Even so, the screens have spawned no shortage of horror stories, including young children subjected to aggressive searches, a flight attendant and breast-cancer survivor who was asked to remove her prosthetic breast, and a bladder-cancer survivor whose urostomy bag (a device used to store urine) was broken when an agent failed to heed the passenger's warnings. (That passenger received a phone call on Monday from Pistole, who apologized for the incident.) But these cautionary anecdotes appear to be more the exceptions than the rule. Polls have found a majority of Americans support the scans, with a CBS News survey showing 81% approve of the use of full-body X-ray machines. A Washington Post/ABC News survey found nearly two-thirds of respondents in support.

Such figures don't mollify critics. "Nobody should be forced to choose between naked scans and groping by strangers in order to keep our airports safe," says Laura Murphy, director of the American Civil Liberties Union's legislative office in Washington, which is sifting through a torrent of complaints in an attempt to assess whether the new policy is a violation of the Fourth Amendment statute against unreasonable searches. Scientists have clashed over the health impacts of absorbing additional radiation, opponents argue that the bill for the machines — which cost more than $150,000 apiece — outweighs the benefits, and some experts say the extra layer of protection does little to close existing loopholes in aviation security. Still, others deride the screenings as little more than "security theater," a performance designed to deter terrorists or make travelers feel safe that in fact provides few tangible benefits.
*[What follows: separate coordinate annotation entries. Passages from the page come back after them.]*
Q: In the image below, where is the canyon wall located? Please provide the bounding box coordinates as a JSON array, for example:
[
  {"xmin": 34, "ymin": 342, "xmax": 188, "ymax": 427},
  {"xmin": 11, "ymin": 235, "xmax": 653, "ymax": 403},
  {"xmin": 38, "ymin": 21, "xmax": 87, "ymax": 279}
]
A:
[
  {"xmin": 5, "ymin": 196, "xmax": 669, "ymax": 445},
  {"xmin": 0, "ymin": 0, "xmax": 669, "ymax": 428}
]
In fact, the body-scanning debate has only added to critics' contention that almost a year after a terrorist nearly detonated a bomb on a jetliner bound for Detroit on Christmas Day 2009, the U.S. is still fighting a rearguard action against an enemy whose approach appears to be evolving. Over the weekend, al-Qaeda in the Arabian Peninsula heralded its strategy of using small plots carried out by solitary terrorists as a way of inflicting "death by a thousand cuts" on Western foes. Even the event cited as a catalyst for the new safety measures seems to illustrate their limitations. A March report from the Government Accountability Office questioned whether the new scanners would have detected the explosives hidden in the underwear of Umar Farouk Abdulmutallab, the would-be Christmas Day bomber. Nor do the new measures preclude the possibility of terrorists smuggling explosives in a body cavity, which one attacker allegedly did in 2009 in an attempt to kill a Saudi prince. (Pistole suggested reports from that incident may have been inaccurate.)

The outcry clearly has the attention of the White House. "Our goal must be to maximize protection and security and minimize inconvenience and invasiveness," White House press secretary Robert Gibbs said at a Monday briefing with reporters. But the furor seems unlikely to subside anytime soon, with lawmakers vowing a fresh round of hearings to assess the efficacy of the new protocols.

"We seem to react to each previous incident by grafting on more security. That's been a pattern since 9/11. With this particular iteration, for some Americans it's just become a question of, Where does it end?" says Bruce Hoffman, a terrorism expert at Georgetown University. Hoffman, who thinks the government bungled the implementation process by failing to explain the nature of and the need for the new strictures, cites this weekend's al-Qaeda boast as evidence that aviation security is in need of a rethink. "When you have the terrorist group you're doing this against crowing about their success, forcing us to spend exponentially greater amounts of money," he says, "we have to step back and ask the sensible question of, How much is enough?"